While the project had benefited from Hong Kong’s “top level” measurement and modelling, such capabilities were now fairly commonplace. “None of the equipment that we use is really super-expensive. There’s a lot of opportunity here.”
Professor Lau said HKUST wanted to work with other universities to develop similar systems elsewhere – particularly in tropical regions, which had been somewhat neglected in global-scale warning systems. The main challenges lay in understanding local needs, gaining people’s trust, avoiding “warning fatigue” and delivering information in formats most likely to be absorbed, the forum heard.

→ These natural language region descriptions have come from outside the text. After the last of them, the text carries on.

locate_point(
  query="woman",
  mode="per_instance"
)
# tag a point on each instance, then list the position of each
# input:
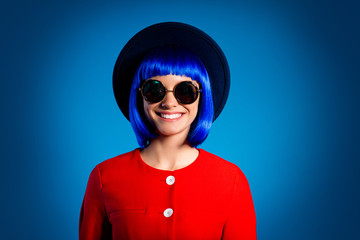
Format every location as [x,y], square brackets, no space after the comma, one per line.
[171,81]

Eva Yeung, senior manager of community resilience at the Hong Kong Red Cross, said 83 per cent of last decade’s disasters had been caused by climate-related events like floods and heatwaves. She cited a projection that by mid-century, 200 million people would need international humanitarian assistance every year because of climate-related calamities and their socio-economic effects.
Ms Yeung said that every dollar spent on disaster preparedness saved up to 15 times its value in disaster relief costs.
HKUST atmospheric scientist Fei Chen said early warning systems were the “most effective method” for reducing disaster deaths and losses. He said weather and climate monitoring capabilities had improved markedly over the past eight years, with the focus of some forecasters shifting from global and continental scales to individual neighbourhoods and buildings.
Professor Chen told the forum that most people were not overly concerned about weather conditions in the ocean or even the neighbouring city. “They care about what’s happening in their back yard.”